I returned from Istanbul on pretty much the last flight back to the UK before planes were grounded. Fortunately, I came back with a lot of material to work through. Never before have my fieldwork notes and recordings been so neatly and so quickly ordered, stored and arranged! Quarantine measures are still in place here in London, which is where I've spent the last two and a half months, working away on my current research project as well as dealing with the challenges of everyday life, as all of us have. But I am very well, thank you.  

In this (post)pandemic times digitalisation and online distribution became the most important steps in order to ensure the continuity of culture. People listen to music much more online now - is it a useful transformation in the aspect of distributing music heritage? 

I think this transformation was well underway beforehand. In a way, yes: it has put a very, very powerful tool directly in the hand of collectors, archivists, researchers. In a way, no, because music industries are in turmoil, musicians struggle to make a living, and everybody is drowning in information and choice. The powers and processes that control this information and choice are not obvious or mystified by the language of so-called Big Data, 'algorithmic society' and so forth. We are living through a very big transformation, with deep roots, going back significantly before digitisation, I would say.   

Digital conversion can also ensure the preservation of old recordings and music heritage as is the case in your current research project on the Euphrates and its music. Tell us more about it, please.

The world I am researching at the moment is digitally sophisticated and involves state actors as well as many other agencies. The question of 'preservation' in this part of the world is a genuinely fascinating one, since the wider angle takes us back to the Sumerians and Babylonians, at least. Go to the city museum in Sanlıurfa, on the Syrian-Turkish border, and you'll find the Epic of Gilgamesh, for instance, from the 18th century BC, or to the nearby Göbeklitepe temple complex (10th millennium BC). These preserve soundscapes, in remarkable and complex ways, but ways that completely warp conventional frameworks for thinking about 'heritage', or, indeed, 'the past'. As, too, do questions about the more recent past - landscapes transformed in one way or another by violence. Digital practices need to be read against this challenging background. 

The online musicology course at CEU Summer University offers a contemporary and viable approach to responsible heritage management. For whom do you recommend taking this Music as Heritage course?  

I think this will be of great interest to anybody either embarked on doctoral study already or for those just about to take that step and considering options and approaches. 

What do you plan to teach in this course?

I will be talking about my current project, touched on above, as well as more generally about music in Turkey, which has occupied me for a long time. It is a rich context for thinking about the Balkans, and of course, it makes a lot of sense to think through these regional connections in musical terms. We learn a lot of things, from this angle, about the music, and about the region, and about how to think through these connections. 

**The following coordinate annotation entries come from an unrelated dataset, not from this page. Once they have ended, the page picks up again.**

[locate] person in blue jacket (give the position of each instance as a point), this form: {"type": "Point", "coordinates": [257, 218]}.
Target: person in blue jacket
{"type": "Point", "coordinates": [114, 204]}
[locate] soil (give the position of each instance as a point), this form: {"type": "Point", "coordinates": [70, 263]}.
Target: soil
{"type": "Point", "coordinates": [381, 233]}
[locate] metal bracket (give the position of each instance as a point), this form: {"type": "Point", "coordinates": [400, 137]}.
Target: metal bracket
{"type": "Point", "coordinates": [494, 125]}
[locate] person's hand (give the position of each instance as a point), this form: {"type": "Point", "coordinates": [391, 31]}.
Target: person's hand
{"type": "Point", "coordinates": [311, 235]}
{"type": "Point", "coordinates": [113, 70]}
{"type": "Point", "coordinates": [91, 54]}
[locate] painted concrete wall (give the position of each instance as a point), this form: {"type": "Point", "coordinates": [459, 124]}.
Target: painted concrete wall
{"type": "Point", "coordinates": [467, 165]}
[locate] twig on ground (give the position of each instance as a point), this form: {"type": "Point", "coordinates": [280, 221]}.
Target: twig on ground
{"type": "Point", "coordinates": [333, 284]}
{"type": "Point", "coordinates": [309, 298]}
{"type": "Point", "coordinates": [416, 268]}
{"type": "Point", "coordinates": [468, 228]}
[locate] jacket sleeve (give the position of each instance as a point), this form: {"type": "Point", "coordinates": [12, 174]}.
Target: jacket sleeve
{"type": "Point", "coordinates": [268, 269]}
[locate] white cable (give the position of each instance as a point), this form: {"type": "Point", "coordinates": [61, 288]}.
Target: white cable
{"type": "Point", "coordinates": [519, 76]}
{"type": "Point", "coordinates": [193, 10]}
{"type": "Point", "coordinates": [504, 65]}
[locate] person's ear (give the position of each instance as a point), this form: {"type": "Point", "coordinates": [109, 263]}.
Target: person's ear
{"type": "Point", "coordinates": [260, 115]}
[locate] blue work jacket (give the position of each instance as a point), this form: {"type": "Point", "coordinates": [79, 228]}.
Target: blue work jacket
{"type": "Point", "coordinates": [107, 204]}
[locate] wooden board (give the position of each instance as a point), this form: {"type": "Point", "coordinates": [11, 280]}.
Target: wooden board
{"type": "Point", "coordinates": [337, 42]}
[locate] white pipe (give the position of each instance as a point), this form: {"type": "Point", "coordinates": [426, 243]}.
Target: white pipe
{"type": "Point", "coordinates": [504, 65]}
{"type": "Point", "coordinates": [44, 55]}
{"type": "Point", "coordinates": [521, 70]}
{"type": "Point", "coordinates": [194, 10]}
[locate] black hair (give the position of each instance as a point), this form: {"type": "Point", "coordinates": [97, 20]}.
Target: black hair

Apply now for the course here! Deadline: 15 June ->  https://summeruniversity.ceu.edu/music-as-heritage-2020

One week of online summer school with prestigious professors and amazing projects! The course presents a contemporary and viable approach to responsible arts management - audience-focused music heritage management and socially conscious business policies. The course is co-organized by Forum for Folk Art Fund, Music Hungary, and the Cultural Heritage Studies Program, CEU, Budapest, Hungary.

About Martin Stokes

He is King Edward Professor of Music at King's College, London. He studied first music, then social anthropology at Oxford. He taught among others at The Queen's University of Belfast, The University of Chicago and Oxford University, gave lectures at the University of California, Berkeley and Bogazici University in Istanbul, and currently holds an honorary professorship in the Department of Arts and Cultural Studies at the University of Copenhagen.

*Some feedback from the students about Martin:

“My favourite teacher. As much as I enjoyed his wonderfully presented lectures, I engaged in the most casual yet learning conversations on topics that always intrigued me; from the diversity of Sufism to Britain's fading dominance in Cricket.”

“Martin's approach has changed the way I view not only certain concepts within musicology but also the way I view my own music. He is a very diligent, scrupulous, patient and discerning teacher. I wish to take another course from him someday.”